Self-care is a strategy that is suggested to stressed and overwhelmed young people who are having difficulty managing the increase in workload around this time of year – but self-care is not as simple as it seems. Bubble-baths, walks on the beach and warm cups of tea are wonderful ways to care for yourself, but the real self-care buzz word right now is BOUNDARIES.

Setting boundaries, both with yourself and with others, is a way of honoring your space, your emotions, your goals and your priorities.

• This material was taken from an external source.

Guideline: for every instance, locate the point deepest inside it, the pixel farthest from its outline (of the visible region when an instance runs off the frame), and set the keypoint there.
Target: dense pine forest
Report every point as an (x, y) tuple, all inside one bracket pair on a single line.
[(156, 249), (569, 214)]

Setting boundaries is about caring for yourself by ensuring that your needs are being met in order for you to be able to manage your stress, as opposed to some self-care strategies which are an escape and a distraction from the difficulties of the moment.

Here are 10 boundaries students can set for themselves this exam period, to help them thrive during this tricky time of year –

  1. Planning breaks and taking them – saying no to working until the point of exhaustion or taking breaks that are longer than the time spent working!
  2. Creating a healthy sleep routine – saying no to late-night distractions!
  3. Talking to yourself like you would talk to a friend – saying no to critical self-talk!
  4. Setting schedules and routines – saying no to study time with no focus, last minute assignments, forgotten opportunities to submit drafts and all-night cramming,
  5. Letting go of perfection – saying no to fixating on perfection and instead giving yourself permission to submit YOUR best work!
  6. Limiting caffeine – saying no to swapping sleep for energy drinks or cups of coffee!
  7. Saying goodbye to toxic relationships – saying no to friends who don’t encourage you to perform at your best, or friends who distract you with social drama!
  8. Sticking to your plan – saying no to additional demands on your time (where possible) such as extra shifts at work, shopping trips or late night Face-time chats.
  9. Fueling with food – saying no to food that makes you feel sleepy and unmotivated, and also saying no to working through meal times.
  10. Block, unfriend, delete – saying no to following social media accounts or downloading apps that make you feel sad, worried, angry or that take up all your time and saying no to “doom-scrolling” to make screen-time limited and productive!

Remember – setting boundaries means saying NO confidently, kindly and calmly, but it is still not always easy. These boundaries are only for a short window of time while you prepare and complete assessments, though some people find boundaries so freeing that they may want to hold on to them long term!